Table. Recall to a general practitioner (GP) or to a nurse clinic (NC) vs audit and feedback (AF) for secondary preventive care of coronary artery disease

Outcomes at 18 mo Mean percentage (baseline) Absolute difference after adjusting for baseline (95% CI)
GP NC AF
Adequate assessment 76% (31) 52% (29) 23% (10 to 36)
85% (29) 52% (29) 33% (19 to 46)
Therapy with antiplatelet drugs 80% (73) 74% (62) 2% (−6 to 10)‡
85% (66) 74% (62) 10% (3 to 17)

‡Not significant.


Commentary

Moher and colleagues investigated the “care gap” between optimal therapy and reality in managing patients with documented CAD. Participating practices (only 21 of 79 invited) were probably atypical of most British practices, and baseline standards of care were probably above average. Furthermore, the control group benefited from participation, and incremental costs of interventions were not described. Given these limitations, the study results can probably be generalized with caution.

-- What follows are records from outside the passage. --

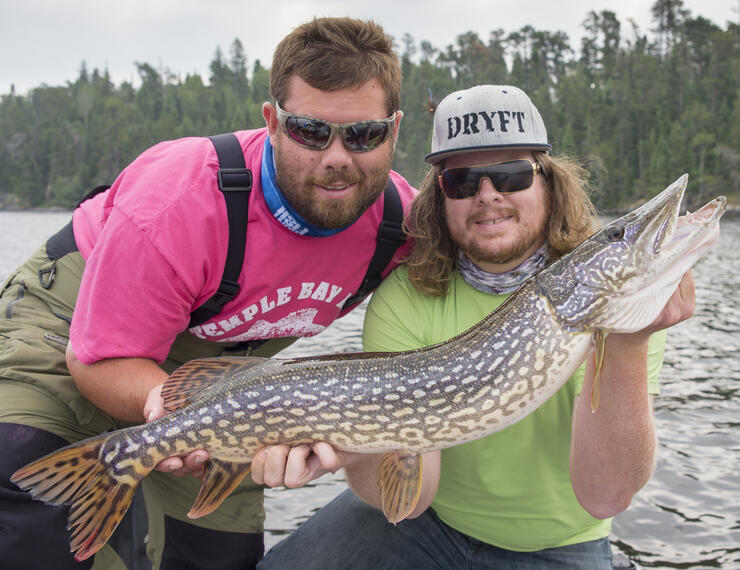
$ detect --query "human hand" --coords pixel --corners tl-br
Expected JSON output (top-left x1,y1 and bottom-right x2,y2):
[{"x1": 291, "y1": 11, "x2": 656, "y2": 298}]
[
  {"x1": 252, "y1": 441, "x2": 346, "y2": 489},
  {"x1": 144, "y1": 384, "x2": 208, "y2": 477},
  {"x1": 609, "y1": 270, "x2": 696, "y2": 342}
]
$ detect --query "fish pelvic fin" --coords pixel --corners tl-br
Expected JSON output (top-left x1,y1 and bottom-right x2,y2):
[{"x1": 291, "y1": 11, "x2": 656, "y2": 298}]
[
  {"x1": 591, "y1": 330, "x2": 607, "y2": 413},
  {"x1": 161, "y1": 356, "x2": 268, "y2": 413},
  {"x1": 377, "y1": 451, "x2": 422, "y2": 524},
  {"x1": 10, "y1": 434, "x2": 140, "y2": 561},
  {"x1": 188, "y1": 457, "x2": 251, "y2": 519}
]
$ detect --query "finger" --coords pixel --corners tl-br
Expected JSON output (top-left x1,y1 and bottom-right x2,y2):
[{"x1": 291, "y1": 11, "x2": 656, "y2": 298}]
[
  {"x1": 264, "y1": 445, "x2": 290, "y2": 487},
  {"x1": 678, "y1": 270, "x2": 696, "y2": 313},
  {"x1": 144, "y1": 384, "x2": 164, "y2": 422},
  {"x1": 250, "y1": 447, "x2": 270, "y2": 485},
  {"x1": 183, "y1": 449, "x2": 209, "y2": 477},
  {"x1": 313, "y1": 441, "x2": 343, "y2": 473},
  {"x1": 284, "y1": 445, "x2": 321, "y2": 488},
  {"x1": 155, "y1": 457, "x2": 183, "y2": 475}
]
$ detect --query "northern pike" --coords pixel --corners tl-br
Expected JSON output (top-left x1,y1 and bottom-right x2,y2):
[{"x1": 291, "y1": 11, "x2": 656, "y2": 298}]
[{"x1": 12, "y1": 175, "x2": 726, "y2": 560}]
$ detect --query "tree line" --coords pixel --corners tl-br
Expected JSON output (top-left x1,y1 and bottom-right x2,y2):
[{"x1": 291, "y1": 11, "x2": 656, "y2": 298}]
[{"x1": 0, "y1": 0, "x2": 740, "y2": 210}]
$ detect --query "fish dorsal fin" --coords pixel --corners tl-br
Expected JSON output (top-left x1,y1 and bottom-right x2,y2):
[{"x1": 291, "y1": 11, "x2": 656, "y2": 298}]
[
  {"x1": 188, "y1": 457, "x2": 251, "y2": 519},
  {"x1": 161, "y1": 356, "x2": 268, "y2": 412},
  {"x1": 591, "y1": 330, "x2": 607, "y2": 413},
  {"x1": 377, "y1": 451, "x2": 422, "y2": 524}
]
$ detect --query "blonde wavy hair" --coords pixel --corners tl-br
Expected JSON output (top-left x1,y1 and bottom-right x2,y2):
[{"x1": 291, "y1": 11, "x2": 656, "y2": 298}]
[{"x1": 404, "y1": 151, "x2": 599, "y2": 295}]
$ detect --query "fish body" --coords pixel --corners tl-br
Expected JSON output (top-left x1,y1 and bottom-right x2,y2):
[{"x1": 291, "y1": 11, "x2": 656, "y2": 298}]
[{"x1": 13, "y1": 172, "x2": 725, "y2": 560}]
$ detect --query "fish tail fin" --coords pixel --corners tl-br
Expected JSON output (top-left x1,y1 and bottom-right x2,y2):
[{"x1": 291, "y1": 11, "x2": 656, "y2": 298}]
[{"x1": 11, "y1": 434, "x2": 141, "y2": 561}]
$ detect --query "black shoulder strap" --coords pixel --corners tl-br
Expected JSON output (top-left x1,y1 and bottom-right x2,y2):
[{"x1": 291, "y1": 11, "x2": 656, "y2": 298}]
[
  {"x1": 344, "y1": 178, "x2": 406, "y2": 307},
  {"x1": 188, "y1": 133, "x2": 252, "y2": 327}
]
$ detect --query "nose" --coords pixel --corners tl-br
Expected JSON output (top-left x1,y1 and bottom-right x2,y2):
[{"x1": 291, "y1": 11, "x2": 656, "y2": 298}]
[
  {"x1": 475, "y1": 178, "x2": 503, "y2": 202},
  {"x1": 321, "y1": 133, "x2": 352, "y2": 170}
]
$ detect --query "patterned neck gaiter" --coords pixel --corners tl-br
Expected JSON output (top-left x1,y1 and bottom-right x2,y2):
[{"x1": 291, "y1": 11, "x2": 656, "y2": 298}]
[{"x1": 457, "y1": 244, "x2": 549, "y2": 295}]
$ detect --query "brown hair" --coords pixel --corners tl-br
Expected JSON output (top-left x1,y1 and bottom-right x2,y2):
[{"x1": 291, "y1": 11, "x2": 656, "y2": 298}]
[
  {"x1": 405, "y1": 151, "x2": 599, "y2": 295},
  {"x1": 270, "y1": 18, "x2": 401, "y2": 116}
]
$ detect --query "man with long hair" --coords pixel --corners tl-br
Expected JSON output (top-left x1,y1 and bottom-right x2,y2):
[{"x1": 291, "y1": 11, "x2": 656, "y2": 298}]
[{"x1": 253, "y1": 85, "x2": 694, "y2": 570}]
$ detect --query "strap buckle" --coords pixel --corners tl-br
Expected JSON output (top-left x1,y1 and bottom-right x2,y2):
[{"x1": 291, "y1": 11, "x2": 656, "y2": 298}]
[
  {"x1": 218, "y1": 168, "x2": 252, "y2": 192},
  {"x1": 377, "y1": 220, "x2": 406, "y2": 246}
]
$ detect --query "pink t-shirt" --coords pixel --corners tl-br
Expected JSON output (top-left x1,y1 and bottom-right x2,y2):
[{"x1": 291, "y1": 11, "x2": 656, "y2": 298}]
[{"x1": 70, "y1": 129, "x2": 416, "y2": 364}]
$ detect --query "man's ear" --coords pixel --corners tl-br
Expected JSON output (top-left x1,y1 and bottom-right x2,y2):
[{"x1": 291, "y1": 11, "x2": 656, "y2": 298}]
[
  {"x1": 262, "y1": 101, "x2": 279, "y2": 137},
  {"x1": 393, "y1": 109, "x2": 403, "y2": 152}
]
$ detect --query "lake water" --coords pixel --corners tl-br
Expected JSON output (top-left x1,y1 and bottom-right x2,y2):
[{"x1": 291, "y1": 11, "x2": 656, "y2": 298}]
[{"x1": 0, "y1": 212, "x2": 740, "y2": 569}]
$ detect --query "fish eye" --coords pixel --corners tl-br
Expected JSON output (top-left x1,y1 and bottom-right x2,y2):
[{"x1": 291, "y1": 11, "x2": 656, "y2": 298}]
[{"x1": 606, "y1": 226, "x2": 624, "y2": 241}]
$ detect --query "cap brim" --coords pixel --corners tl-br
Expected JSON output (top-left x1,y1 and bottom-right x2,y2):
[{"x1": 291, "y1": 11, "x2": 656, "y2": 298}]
[{"x1": 424, "y1": 144, "x2": 552, "y2": 164}]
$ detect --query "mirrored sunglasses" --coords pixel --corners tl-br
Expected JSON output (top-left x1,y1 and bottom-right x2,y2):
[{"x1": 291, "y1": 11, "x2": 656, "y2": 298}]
[
  {"x1": 275, "y1": 103, "x2": 396, "y2": 152},
  {"x1": 438, "y1": 159, "x2": 542, "y2": 200}
]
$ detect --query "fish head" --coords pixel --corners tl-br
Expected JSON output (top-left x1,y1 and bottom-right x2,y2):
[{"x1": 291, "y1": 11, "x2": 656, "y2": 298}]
[{"x1": 536, "y1": 174, "x2": 727, "y2": 333}]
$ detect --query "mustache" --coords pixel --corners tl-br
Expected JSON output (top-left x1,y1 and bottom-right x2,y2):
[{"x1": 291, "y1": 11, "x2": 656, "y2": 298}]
[
  {"x1": 467, "y1": 208, "x2": 519, "y2": 224},
  {"x1": 310, "y1": 172, "x2": 364, "y2": 186}
]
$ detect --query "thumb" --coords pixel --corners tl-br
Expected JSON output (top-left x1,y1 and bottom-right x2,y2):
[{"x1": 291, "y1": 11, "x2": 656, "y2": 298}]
[{"x1": 144, "y1": 384, "x2": 165, "y2": 422}]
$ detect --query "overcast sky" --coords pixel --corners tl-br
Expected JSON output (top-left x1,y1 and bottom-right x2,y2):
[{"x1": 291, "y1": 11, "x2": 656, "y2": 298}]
[{"x1": 0, "y1": 0, "x2": 740, "y2": 95}]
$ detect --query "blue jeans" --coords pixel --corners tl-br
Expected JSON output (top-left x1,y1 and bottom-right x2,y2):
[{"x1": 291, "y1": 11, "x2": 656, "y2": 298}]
[{"x1": 257, "y1": 491, "x2": 612, "y2": 570}]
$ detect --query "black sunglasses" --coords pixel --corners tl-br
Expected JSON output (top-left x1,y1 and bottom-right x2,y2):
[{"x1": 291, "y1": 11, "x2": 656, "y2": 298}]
[
  {"x1": 438, "y1": 159, "x2": 542, "y2": 200},
  {"x1": 275, "y1": 103, "x2": 396, "y2": 152}
]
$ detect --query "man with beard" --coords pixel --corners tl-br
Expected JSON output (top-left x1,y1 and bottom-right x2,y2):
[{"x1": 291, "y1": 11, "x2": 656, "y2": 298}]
[
  {"x1": 252, "y1": 85, "x2": 694, "y2": 570},
  {"x1": 0, "y1": 18, "x2": 416, "y2": 570}
]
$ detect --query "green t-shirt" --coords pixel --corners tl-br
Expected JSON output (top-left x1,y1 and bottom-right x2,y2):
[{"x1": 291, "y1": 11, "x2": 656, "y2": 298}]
[{"x1": 363, "y1": 267, "x2": 666, "y2": 551}]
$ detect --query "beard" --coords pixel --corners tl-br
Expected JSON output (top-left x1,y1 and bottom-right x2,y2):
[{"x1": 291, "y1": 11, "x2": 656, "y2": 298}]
[
  {"x1": 450, "y1": 210, "x2": 545, "y2": 266},
  {"x1": 273, "y1": 144, "x2": 393, "y2": 229}
]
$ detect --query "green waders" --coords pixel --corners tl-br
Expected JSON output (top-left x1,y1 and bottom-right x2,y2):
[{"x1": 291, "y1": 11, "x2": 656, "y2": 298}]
[{"x1": 0, "y1": 226, "x2": 295, "y2": 570}]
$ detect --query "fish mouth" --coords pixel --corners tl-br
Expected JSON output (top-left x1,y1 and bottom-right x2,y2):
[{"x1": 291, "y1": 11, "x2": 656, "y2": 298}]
[{"x1": 625, "y1": 174, "x2": 727, "y2": 255}]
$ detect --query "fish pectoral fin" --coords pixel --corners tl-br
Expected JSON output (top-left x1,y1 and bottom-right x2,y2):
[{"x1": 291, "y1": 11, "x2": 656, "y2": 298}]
[
  {"x1": 161, "y1": 356, "x2": 269, "y2": 412},
  {"x1": 188, "y1": 457, "x2": 250, "y2": 519},
  {"x1": 377, "y1": 451, "x2": 422, "y2": 524},
  {"x1": 591, "y1": 330, "x2": 607, "y2": 413}
]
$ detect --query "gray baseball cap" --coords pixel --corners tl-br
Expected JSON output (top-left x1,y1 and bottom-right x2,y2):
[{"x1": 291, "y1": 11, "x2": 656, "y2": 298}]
[{"x1": 424, "y1": 85, "x2": 552, "y2": 164}]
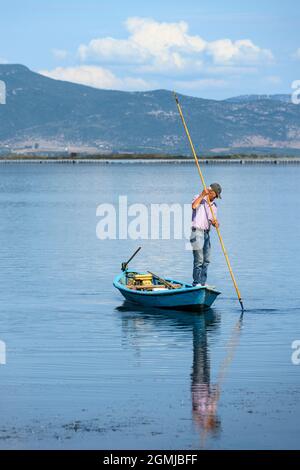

Follow-up and assessment by nurses were superior to follow-up and assessment by physicians. However, prescribing in the active intervention groups was unchanged, and surrogate clinical outcomes were not improved. Adequacy of prescribing effective therapy seems to be a limiting step in optimizing care. The authors partially rationalize the prescribing barrier as a consequence of negative physician and patient attitudes toward polypharmacy. Although such an attitude may affect prescribing, patients, not their physicians, suffer when effective treatments are withheld.

If patient, physician, or health system barriers to implementing effective treatments are to be overcome, radical and systematic changes rather than incremental, practitioner-dependent modifications may have to be introduced. A better understanding of factors that enable, motivate, and reward patients and health professionals for optimal behaviors is vital to considering health care innovations that might lead to improved assessment, prescribing, and clinical outcomes. If research findings are supportive, legal and professional regulatory changes will have to be considered.

Given the preeminent role of cardiovascular and cerebrovascular disease as a worldwide cause of mortality and a drain on health care resources, advances in the application of proven secondary prevention measures can have a substantial payoff for older, individual patients and for society in general.